High inequality not only stifles economic progress, but also negatively affects feelings of trust and social cohesion. It thus poses a formidable barrier to sustainable development. These rising levels of inequality within countries have sparked both public concern and political interest, and have contributed to a stand-alone goal on inequality reduction in the 2030 Agenda for Sustainable Development. Sustainable Development Goal (SDG) 10 to ‘reduce inequalities within and among countries’ is thus a core policy priority to ensure a sustainable and prosperous future for all.

Large and often increasing inequalities also exist in access to opportunities, such as in educational attainment, ownership of a bank account and access to clean fuels. For example, despite high enrolments, in one third of the countries in the Asia-Pacific region, attendance rates in secondary education for the poorest quintile remained below 30 per cent prior to the COVID-19 pandemic, with four countries at 10 per cent or below. Meanwhile, attendance rates for children from the upper quintile in these countries was ordinarily as high as 80 per cent. This inequality of opportunity has sparked interest among policymakers and researchers, particularly as it is found to also perpetuate income inequality.

The goal of this working paper is to propose new methodological tools that will help the UN system and policymakers to better respond to these growing inequalities. Sections 2 and 3 of this paper define the concept of inequality of opportunity and explain its relevance to the 2030 Agenda for Sustainable Development. The following sections (4 and 5) describe the data and variables used to undertake the analysis, establishing concrete links with commitments in the 2030 Agenda.

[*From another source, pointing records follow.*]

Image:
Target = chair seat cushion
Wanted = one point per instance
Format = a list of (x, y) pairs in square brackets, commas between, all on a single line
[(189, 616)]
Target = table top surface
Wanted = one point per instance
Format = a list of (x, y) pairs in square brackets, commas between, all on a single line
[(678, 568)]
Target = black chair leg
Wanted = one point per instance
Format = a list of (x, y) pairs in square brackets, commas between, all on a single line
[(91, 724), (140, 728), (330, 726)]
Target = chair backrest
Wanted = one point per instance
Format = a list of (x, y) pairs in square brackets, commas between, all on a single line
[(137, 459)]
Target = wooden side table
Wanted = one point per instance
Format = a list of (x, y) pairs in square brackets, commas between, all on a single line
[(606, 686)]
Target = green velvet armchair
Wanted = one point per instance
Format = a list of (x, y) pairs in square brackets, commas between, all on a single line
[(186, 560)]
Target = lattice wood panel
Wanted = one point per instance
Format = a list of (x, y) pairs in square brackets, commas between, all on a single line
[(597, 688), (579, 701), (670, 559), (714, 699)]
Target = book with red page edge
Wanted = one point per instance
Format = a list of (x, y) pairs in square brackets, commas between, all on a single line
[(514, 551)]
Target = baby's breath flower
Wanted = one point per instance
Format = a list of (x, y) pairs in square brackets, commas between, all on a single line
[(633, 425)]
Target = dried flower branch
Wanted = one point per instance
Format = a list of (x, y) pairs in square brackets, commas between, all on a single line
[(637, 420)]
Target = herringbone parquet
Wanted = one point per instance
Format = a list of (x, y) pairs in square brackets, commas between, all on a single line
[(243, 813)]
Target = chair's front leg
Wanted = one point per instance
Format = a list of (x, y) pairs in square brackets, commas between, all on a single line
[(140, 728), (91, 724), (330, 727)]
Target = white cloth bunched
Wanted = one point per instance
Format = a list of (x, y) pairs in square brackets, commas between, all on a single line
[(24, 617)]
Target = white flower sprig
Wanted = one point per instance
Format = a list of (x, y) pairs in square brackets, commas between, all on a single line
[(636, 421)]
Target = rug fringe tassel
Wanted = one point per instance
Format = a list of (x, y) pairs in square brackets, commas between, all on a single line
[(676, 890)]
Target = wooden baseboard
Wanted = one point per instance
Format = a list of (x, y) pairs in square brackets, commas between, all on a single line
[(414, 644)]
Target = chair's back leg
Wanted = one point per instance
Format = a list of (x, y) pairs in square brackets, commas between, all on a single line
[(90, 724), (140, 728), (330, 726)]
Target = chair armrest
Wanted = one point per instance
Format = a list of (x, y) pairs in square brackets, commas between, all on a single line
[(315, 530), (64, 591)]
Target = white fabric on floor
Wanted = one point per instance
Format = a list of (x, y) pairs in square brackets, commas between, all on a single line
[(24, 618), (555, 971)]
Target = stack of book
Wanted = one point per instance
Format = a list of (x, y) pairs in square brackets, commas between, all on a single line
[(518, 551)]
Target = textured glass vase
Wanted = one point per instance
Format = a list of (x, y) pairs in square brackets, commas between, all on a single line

Section 6 describes the new methodological tools in detail. Section 6.1 presents a methodology for measuring and understanding inequality of opportunity: the Dissimilarity Index (D-index). The D-index is a simple formula that determines inequality in accessing key services and opportunities. Governments can use this information to identify which opportunities are particularly unequally distributed. Section 6.2 presents an innovative and intuitive method to identify those furthest behind in each of these services or opportunities, taking into account intersectionality and multiple layers of disadvantage. Through the classification and regression tree (CART) analysis, researchers and policymakers can explore the circumstances shared by those most disadvantaged and the most advantaged groups in each country.